こんにちは、もちろん、誠実なコメントについて怒るなどということはありません。よろしくお願いします。 さて、引用された箇所、
それに、その理屈から演繹すれば、WP編集三大方針でさえも英語ローカルであり、
JAWPでは独自規定を設けてもよいと主張されることになりますが、それでよろしいですか?
はい。原理的にはそうだと考えています。
この、原理的とか言う事で、逃げる余地を残しているのだろうと思いますが、 今は、現実的な方針書き換え議論をしているわけで、原理の話をしているのではありませんね? 実際、MIzusumashi氏は、現実的な提案をWPNOT改訂で出しているわけですから。
従って、この原理的とかいうわけのわからない逃げ口上を否定した上で、 WP編集三大方針を共有せずに、各ローカル、JAWPで独自規定を設けても良いか?という是非は、 問い合わせるまでもなくNGです。以下に理由を述べます。
三大方針のうちのひとつ、Wikipedia:中立的な観点 http://ja.wikipedia.org/wiki/Wikipedia:%E4%B8%AD%E7%AB%8B%E7%9A%84%E3%81%AA%...
これひとつだけ取り上げてみても、冒頭文を引用すると 「\Wikipedia:中立的な観点はウィキペディアの記事における方針の三つのうちのひとつです。ほかの二つは検証可能性 (Verifiability) と独自の研究を含めない、です。ウィキペディアではこれらの方針を合わせて記事名前空間に書くことができる情報の種類と質を決定しています。これら三つの方針は相互補完的、議論の余地がないものであり、他のガイドラインや利用者同士での合意によって覆されるものではありません。これらの方針はほかの二つと切り離して考えるべきではなく、編集する際にはこれら三つの方針を合わせて理解するよう努めてください。
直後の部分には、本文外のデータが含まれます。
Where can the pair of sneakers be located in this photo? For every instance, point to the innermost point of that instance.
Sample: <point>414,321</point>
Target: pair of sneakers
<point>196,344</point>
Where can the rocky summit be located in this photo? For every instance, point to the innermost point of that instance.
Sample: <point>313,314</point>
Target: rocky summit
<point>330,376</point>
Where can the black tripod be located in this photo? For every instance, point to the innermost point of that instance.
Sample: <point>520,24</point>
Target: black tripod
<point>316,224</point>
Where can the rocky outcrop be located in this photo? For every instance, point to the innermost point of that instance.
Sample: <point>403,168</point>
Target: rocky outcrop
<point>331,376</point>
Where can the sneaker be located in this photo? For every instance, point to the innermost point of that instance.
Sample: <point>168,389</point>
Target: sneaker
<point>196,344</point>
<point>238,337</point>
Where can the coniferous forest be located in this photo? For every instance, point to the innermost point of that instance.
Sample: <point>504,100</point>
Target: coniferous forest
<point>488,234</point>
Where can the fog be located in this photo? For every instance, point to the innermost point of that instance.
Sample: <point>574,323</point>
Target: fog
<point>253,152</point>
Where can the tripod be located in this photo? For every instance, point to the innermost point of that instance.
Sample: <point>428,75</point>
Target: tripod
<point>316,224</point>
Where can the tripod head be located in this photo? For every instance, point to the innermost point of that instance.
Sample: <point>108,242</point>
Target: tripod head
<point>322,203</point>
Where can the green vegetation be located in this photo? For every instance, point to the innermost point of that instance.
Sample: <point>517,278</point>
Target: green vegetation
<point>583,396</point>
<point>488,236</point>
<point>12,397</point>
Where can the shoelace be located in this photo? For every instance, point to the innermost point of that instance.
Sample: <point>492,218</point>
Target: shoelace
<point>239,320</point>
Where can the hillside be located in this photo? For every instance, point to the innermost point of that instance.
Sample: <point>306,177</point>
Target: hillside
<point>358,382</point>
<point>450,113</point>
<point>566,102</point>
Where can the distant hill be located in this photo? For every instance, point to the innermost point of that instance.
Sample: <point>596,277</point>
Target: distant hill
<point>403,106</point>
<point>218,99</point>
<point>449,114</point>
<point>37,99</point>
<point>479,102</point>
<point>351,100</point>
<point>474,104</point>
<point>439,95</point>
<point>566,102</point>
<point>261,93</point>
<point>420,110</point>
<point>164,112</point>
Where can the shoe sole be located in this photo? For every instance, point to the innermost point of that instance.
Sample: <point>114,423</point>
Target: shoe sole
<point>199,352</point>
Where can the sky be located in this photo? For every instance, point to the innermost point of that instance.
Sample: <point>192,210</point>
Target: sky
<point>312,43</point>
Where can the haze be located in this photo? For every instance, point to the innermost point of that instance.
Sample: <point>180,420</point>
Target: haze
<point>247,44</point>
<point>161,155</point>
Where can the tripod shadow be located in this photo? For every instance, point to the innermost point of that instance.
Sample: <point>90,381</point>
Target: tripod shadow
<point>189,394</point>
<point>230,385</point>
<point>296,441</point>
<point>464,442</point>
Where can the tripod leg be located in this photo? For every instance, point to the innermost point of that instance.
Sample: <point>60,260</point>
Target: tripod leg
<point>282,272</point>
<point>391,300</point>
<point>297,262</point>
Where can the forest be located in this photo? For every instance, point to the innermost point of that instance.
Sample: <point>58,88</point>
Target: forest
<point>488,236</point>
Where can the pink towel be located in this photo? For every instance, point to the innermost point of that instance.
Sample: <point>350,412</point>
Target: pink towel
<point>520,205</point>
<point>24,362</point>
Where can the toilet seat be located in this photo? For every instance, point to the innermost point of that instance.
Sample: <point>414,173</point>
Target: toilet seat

」
と記述されており、「議論の余地がない」「合意によって覆されるものではない」と明示されていることから、 このオリジナルコピーが英語版文書にあったから、Metaではなく、しょせん英語版「ローカル」であるから、 そのいかなる文面の拘束力も日本語版には及ばない、つまり原理的にせよなんにせよ、JAWPローカルでこの三大方針について 「独自規定を設けてもよい」とMIusumashiさんの主張は暴論であるのが、誰でもかんたんに日本語で確認できます。
大前提として、各多言語WPは、ひとつのWPプロジェクト群のひとつであり、こういう基本概念を共有するのは、 当たり前です。実際、各言語の自治が無制限にフリーハンドであるという担保はないはずです。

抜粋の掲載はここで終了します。